BLANTYRE-(MaraviPost)—Malawi’s lawmakers have woken up from their slumber and have demanded detailed information from the Ministry of Finance on how state owned companies were sold under privatization programme some years ago.
Privatisation, a programme which was championed by the former first democratically elected President Bakili Muluzi, saw many Malawians losing jobs as government owned companies were sold to private businesspersons, most of whom were foreigners.
The demand follows the adoption of a motion by Member of Parliament for Mzimba North Yeremia Chihana. He said there was need for Parliament to appreciate how the exercise was conducted and if Malawians have benefited from the exercise.
Speaking in the National Assembly, Chihana said most companies were sold to foreigners at undervalued prices and that a lot of Malawians lost their jobs. Other lawmakers suggested that Government should repossess such companies.
According to Chihana, the Public Private Partnership Commission which is supposed to report to the House on the status of privatisation on an annual basis has never done that since it was instituted.
“Since the privatisation of government companies in the early 90s, Malawians don’t know how much was realised and how the money was used.”
Chihana expressed concern that most companies were sold along with vast pieces of land, a development he argued was irregular.

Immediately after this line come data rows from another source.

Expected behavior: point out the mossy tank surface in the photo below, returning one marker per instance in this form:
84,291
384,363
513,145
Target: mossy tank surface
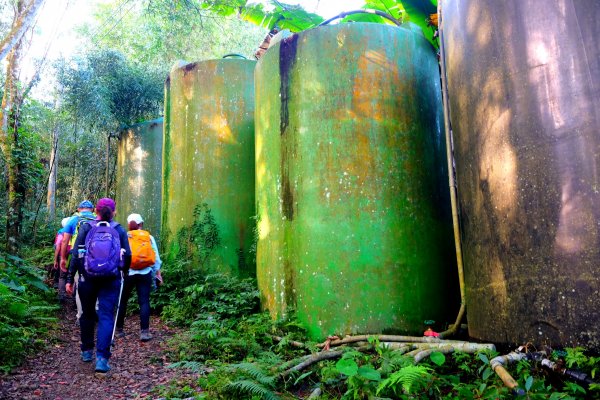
524,99
209,159
139,174
352,191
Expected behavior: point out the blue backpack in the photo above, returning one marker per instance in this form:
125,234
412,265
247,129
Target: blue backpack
103,250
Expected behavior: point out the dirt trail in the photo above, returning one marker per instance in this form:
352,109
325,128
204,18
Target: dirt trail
59,373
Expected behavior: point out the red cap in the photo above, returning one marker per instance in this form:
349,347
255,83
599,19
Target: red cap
105,202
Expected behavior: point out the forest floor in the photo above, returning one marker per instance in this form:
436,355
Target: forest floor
58,372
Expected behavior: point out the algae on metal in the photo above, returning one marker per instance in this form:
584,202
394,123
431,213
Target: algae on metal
209,155
139,174
354,224
525,112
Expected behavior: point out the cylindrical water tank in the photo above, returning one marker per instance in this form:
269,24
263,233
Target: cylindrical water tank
208,157
139,174
524,100
352,192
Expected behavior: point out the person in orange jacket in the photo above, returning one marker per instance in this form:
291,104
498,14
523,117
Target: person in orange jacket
145,265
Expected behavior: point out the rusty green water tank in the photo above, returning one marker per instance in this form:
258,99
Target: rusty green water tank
209,155
139,174
352,191
525,111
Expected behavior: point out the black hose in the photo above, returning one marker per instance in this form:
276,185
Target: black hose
376,12
235,55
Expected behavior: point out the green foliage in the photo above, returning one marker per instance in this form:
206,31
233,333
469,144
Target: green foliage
406,380
26,315
218,295
107,92
161,32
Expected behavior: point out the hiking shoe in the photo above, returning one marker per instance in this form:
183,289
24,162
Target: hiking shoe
145,335
102,365
87,355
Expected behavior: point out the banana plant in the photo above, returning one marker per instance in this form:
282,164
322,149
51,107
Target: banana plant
293,17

“It is high time Malawians know what happened with the money from their companies, that is why we recommend a commission of inquiry to investigate how the process was handled and what is the current status of the deals.”
Some of the notable government owned companies that were privatised include, Malawi Telecommunications Limited (MTL), Malawi Railways, Mapeto David Whitehead and Sons, Malawi Savings Bank and Chipiku Stores.
In the year 2000, it was reported that Malawi’s four-year old privatisation programme had earned the government of President Bakili Muluzi about US $21.7 million from the sale of 35 state-owned enterprises.